As I'm writing this I'm sat on the top deck of the number 57 bus, otherwise known as the travelling circus. About 5 minutes ago, as the 57 approached the bus stop where I was waiting, I braced myself for the usual scuffle in which everyone aims to be the first person on the bus. As is my custom, I maintained a slow - compared to the frontrunners - but determined pace and reflected on how insect-like human behaviour must appear to any celestial obvservers (well, if they actually exist, obviously).But today something was different. There was a tangible urgency in the drive to board the big red sardine can. Some people actually started running. Blindly bandying the word "parasitic" around in my head (bit harsh, I know) it was then I noticed the driver was actually telling people to hurry up "before they get on".
Who is this they, you might wonder.
Lepers?
Masked men with assault rifles?
No, he meant the two homeless women, one thirty-something, one impossibly small and frail pensioner, who were at the back of the que - crowd. As everybody crammed through the doors the thirty-something sped up and managed to squeeze through before the driver could shut them. "Get off!" he shouted, but the woman refused, choosing a seat for herself and sitting in defiance. As the other passengers all crammed back out the doors to escape the terrible aura of this woman, now joined by her gremlin-like companion, I sat thinking how sad this whole scene was from the safety of the top deck.
The problem, you see, was the stench. Rarely do I find opportunity to use the word "abominable". But as I walked back down the stairs to exit the stationery bus the dense wave of odour nearly made me sick. Abominable was the only word that would do.
Everybody had something to say of course, although only one man was saying the driver should just drive the bus whether people smell or not. A lone noble voice amidst a chorus of disgust aimed at the lepers. But was he right? This I can't be sure of, for all my sadness at watching the pack exclude these two poor souls, sneering, mocking them, I know I couldn't have sat anywhere on the bottom deck if they were on it. As always, having waited ages for the bus, two had come at once, and I blended myself into the pack once more. Having briefly gazed skywards, contemplating the Grand Scheme, I now looked down again, continuing on my path, insect-like.
2 Comments:
I used to work for National Express and once we had a man who got on the coach at London Victoria, but was put off at Milton Keynes by the driver because he was stinking the coach out. Staff at Milton Keynes let him use their bathroom and sprayed him with air freshner, but he still smelt too bad to be allowed to travel on another coach so he made his own way to wherever he was going. The man didn't seem too bothered at any point. He later wrote in just asking for a refund of his ticket, but made no complaint.

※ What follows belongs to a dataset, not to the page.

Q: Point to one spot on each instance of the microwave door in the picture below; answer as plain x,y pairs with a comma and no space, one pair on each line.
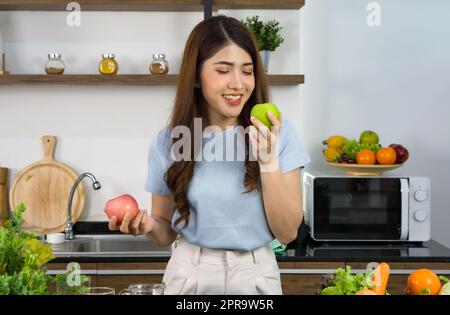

Another time a woman wrote in complaining that she and her young daughter had been refused travel because they were goths. The driver said he refused them travel because they were covered in poo. When asked about this, the woman said she had some poo on her, but disputed being covered in it.
There's more, but I'll spare you.
"The driver said he refused them travel because they were covered in poo. When asked about this, the woman said she had some poo on her, but disputed being covered in it."
lmao... that's great. I guess it boils down to your definition of 'covered'. Quite ambiguous, really.